Further still, in my big-box retailing days, direct mail showed up on brand awareness research studies as a significant source for customers’ brand recall. While not a primary reason to do direct mail, the ‘halo effect’ for branding was very real – and at a disproportionately small fraction of what we were spending on TV, radio, print and free standing newspaper inserts. This research supported our integrated marketing approach and confirmed our message was reaching our target audience. So, what does this all mean? Well, timing matters; frequency matters, and there may be a halo effect on branding from direct marketing campaigns.

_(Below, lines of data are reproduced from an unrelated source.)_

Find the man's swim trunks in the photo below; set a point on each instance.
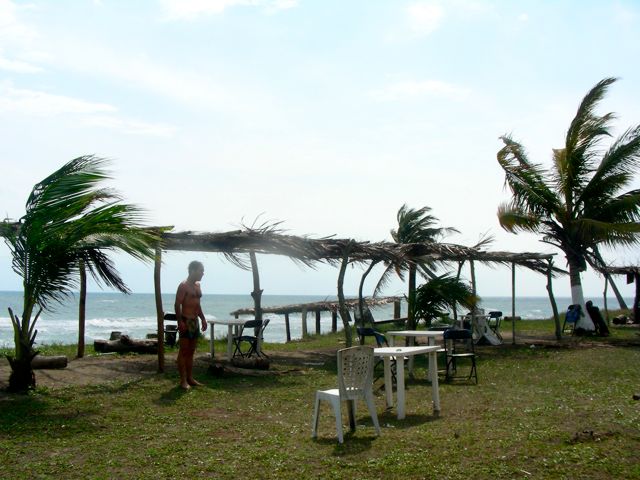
(193, 331)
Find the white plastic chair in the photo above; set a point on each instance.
(355, 380)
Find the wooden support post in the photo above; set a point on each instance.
(257, 292)
(344, 311)
(82, 308)
(159, 308)
(317, 322)
(304, 323)
(604, 299)
(552, 299)
(287, 327)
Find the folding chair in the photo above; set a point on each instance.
(251, 340)
(355, 380)
(459, 345)
(574, 312)
(494, 320)
(253, 349)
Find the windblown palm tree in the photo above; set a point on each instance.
(414, 226)
(581, 202)
(69, 220)
(439, 294)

So, what do you do? When in doubt, I go back to basics. See the test and measure section below.
4. Right Creative
Like the right timing, I find it difficult to generalize about the right creative. For me, direct marketing creative and media go together. To determine if email, direct mail, telemarketing or any combination of the three is right, I go back to basics. See test and measure section below.
Important to Test, Measure and Learn
Every direct marketing campaign is an opportunity to test and learn – and then apply what you have learned to make the next campaign even better.
For planning direct mail campaigns, I follow these steps.
- Step 1. Establish strategy and goals and plan tactics accordingly
- Step 2. Setup campaign tactics to meet/exceed those goals
- Step 3. Execute campaigns
- Step 4. Analyze results and apply what you have learned, repeat Steps 1-4.
To test, measure and learn from direct marketing campaign, I use the Four R’s for direct marketing as a guide.
- Audience. Segment by profile &/or behavior. Learn how different segments respond
- Messaging/offers. Vary calls to action and learn the cost/benefit and ROI of each
- Timing. Test different lead dates and frequencies for pre/post events, purchases or announcements. Measure and compare campaign performance
- Creative. Test different media. Different media provides a different customer engagement, be it email, direct mail or telemarketing or any combination
Whether you have resources for predictive scoring, regression modeling or multivariate data sets or you just want to send a promotional letter to your customer list, I believe these basic tips can be applied to any campaign. I use them to keep my focus. I hope you find them useful as well.